Jika Mahkamah Konstitusi sudah ditunggangi demi Politik Dinasti, mengapakah, misalnya Politik Identitas mesti diributkan? Bisa saja Anis Baswedan bakal ngeles, “Kenapa sekian ngotot dengan Politik Identitas? Urus tu Politik Dinasti, sana!” Yakinlah, tim Anis-Cak Imin kini lagi merancang strategi demi menggapai kekuasaan.
Di titik inilah manuver politik Jokowi amatlah riskan. Tetap terstigma sebagai dosa politik yang berbau anyir, walau dipaksa untuk mengerti dalam ‘keuntungan demi Bangsa dan Tanah Air.’ Mungkinkah Anis Baswedan dan Cak Imin pun Ganjar Pranowo dan Prof Makhmud, dapat keuntungan dari semuanya?
Mungkinkah risiko berbuah manis?
Tetapi, akan kah di suatu hari dan saatnya nanti, mayoritas pada menepuk dada bahwa ternyata dalam keputusan politik ini tersimpan aura felix culpa, sebuah salah yang membahagiakan? Yang mesti diambil agar tidak berakibat lebih apalagi teramat riskan bagi tatatan yang lebih luas.
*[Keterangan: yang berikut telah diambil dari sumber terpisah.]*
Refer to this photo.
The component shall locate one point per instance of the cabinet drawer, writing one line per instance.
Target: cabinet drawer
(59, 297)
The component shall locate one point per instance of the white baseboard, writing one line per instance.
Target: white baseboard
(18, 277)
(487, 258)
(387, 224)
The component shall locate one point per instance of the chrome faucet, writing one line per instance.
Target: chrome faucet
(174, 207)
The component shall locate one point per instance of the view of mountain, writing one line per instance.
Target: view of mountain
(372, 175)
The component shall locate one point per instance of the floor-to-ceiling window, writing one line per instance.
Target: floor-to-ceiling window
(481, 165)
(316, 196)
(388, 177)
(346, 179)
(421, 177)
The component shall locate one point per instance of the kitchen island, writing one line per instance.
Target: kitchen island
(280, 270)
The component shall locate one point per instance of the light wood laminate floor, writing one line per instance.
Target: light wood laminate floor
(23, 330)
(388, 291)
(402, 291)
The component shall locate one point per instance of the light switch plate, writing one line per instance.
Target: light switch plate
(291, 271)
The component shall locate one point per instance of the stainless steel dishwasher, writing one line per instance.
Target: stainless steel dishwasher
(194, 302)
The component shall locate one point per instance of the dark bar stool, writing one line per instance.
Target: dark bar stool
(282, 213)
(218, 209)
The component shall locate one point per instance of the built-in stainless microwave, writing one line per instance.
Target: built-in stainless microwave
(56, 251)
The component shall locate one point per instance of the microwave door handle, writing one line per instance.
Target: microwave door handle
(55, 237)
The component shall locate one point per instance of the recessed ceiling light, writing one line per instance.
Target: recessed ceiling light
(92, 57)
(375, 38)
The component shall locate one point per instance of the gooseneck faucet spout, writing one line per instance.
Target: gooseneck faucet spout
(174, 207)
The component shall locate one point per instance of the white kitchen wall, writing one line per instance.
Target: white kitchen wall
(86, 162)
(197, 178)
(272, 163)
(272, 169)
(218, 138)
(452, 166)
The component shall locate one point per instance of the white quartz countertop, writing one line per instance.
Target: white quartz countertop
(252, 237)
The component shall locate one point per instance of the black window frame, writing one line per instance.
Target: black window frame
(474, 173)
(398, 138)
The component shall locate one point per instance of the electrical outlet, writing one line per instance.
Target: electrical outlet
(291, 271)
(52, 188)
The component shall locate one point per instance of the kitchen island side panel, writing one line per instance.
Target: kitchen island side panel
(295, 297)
Terdengar lagi satu komen lepas! Sepertinya Jokowi lagi berpolitik dua kaki. Sekiranya Prabowo menangkan Pilpres 2024 ini pasti ada untungnya buat Jokowi; Jika yang menang adalah Ganjar Pranowo, Jokowi bakal tak buntung pula. Lain ceritanya jika Anis Baswedan yang unggul. Jokowi bakal puntung serius. Sebab harus berhadapan dengan ‘orang yang pernah dianggapnya tak sanggup pimpin kementerian dan daerah. Dan kini harus memimpin negeri seluas Indonesia?’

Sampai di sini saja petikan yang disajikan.